Guillermo Del Toro's film has a couple clear advantages over Ron Howard's film. The obvious one is the production design. The other is the implicit links to larger, serious themes that don't exist in Splash. Different versions of the other. Homosexual Giles (Richard Jenkins), African-American Zelda (Octavia Spencer), mute Elisa (Sally Hawkins). Even--SPOILERS--Hoffstetler (Michael Stuhlberg) is played as a sympathetic foreigner a bit, though he is a Russian spy. The film deals in a love is love mentality that humanizes most of its characters quite readily.
Splash, on the other hand, is simpler. (Though, in passing, Allen does suggest that he wouldn't care if Madison were once a man.) It is still a fairy tale romance, but played as comedy. Allen runs a successful business and, while he has just been dumped by a girlfriend (who we don't even see) he seems to have a pretty good life. Unlike Elisa, cleaning up government labs and interacting with little more than the characters I've already mentioned.
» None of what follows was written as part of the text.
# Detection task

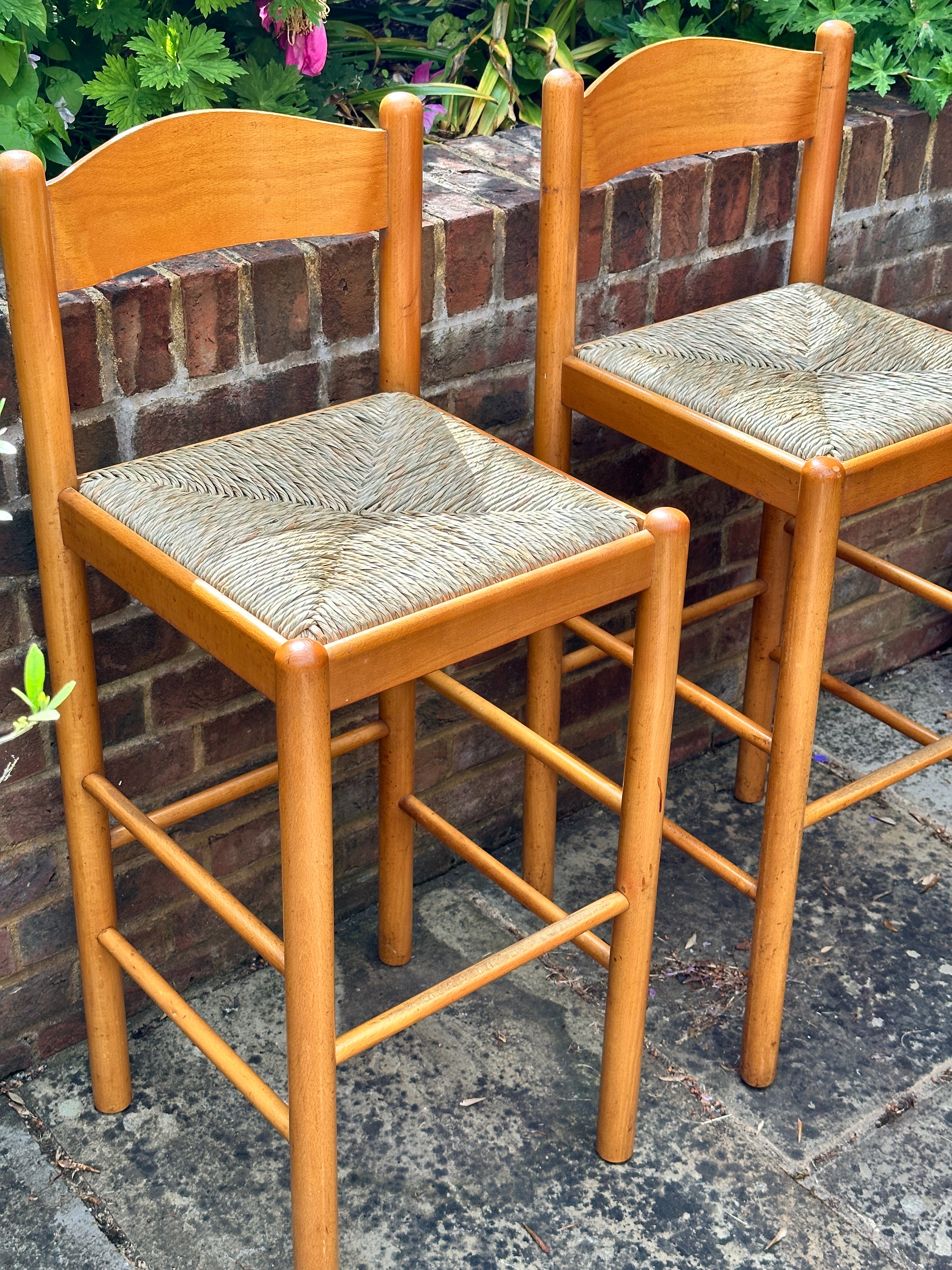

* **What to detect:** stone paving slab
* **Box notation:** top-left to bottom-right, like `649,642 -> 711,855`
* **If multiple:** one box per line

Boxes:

And then I sit here just watching the film and reading trivia about it on IMDb (and ignoring several reviews of The Shape of Water I had bookmarked, that all compared it to this film at least in passing). Some trivia bits on IMDb seem weirdly broad, lists of who was offered or auditioned for parts with no reference to a source for the information--stuff like that. If those are all right, there are interesting connections between my last few movies in this childhood deconstruction, though. John Travolta, who starred in two (Staying Alive, Two of a Kind) of my last five films, was purportedly up for the lead in both Footloose and Splash. Additionally, purportedly, Ron Howard turned down directing Mr. Mom (which was eight films ago) and Footloose to direct Splash. Michael Keaton (who was in Mr. Mom, Chevy Chase (who was just in Vacation), and Dudley Moore (who was in Arthur), and Bill Murray all turned down the role of Allen.
Both films rush things. But, then again, this is Hollywood. Fall in love inside a week, and be willing to risk life and limb and employment for it? Totally realistic.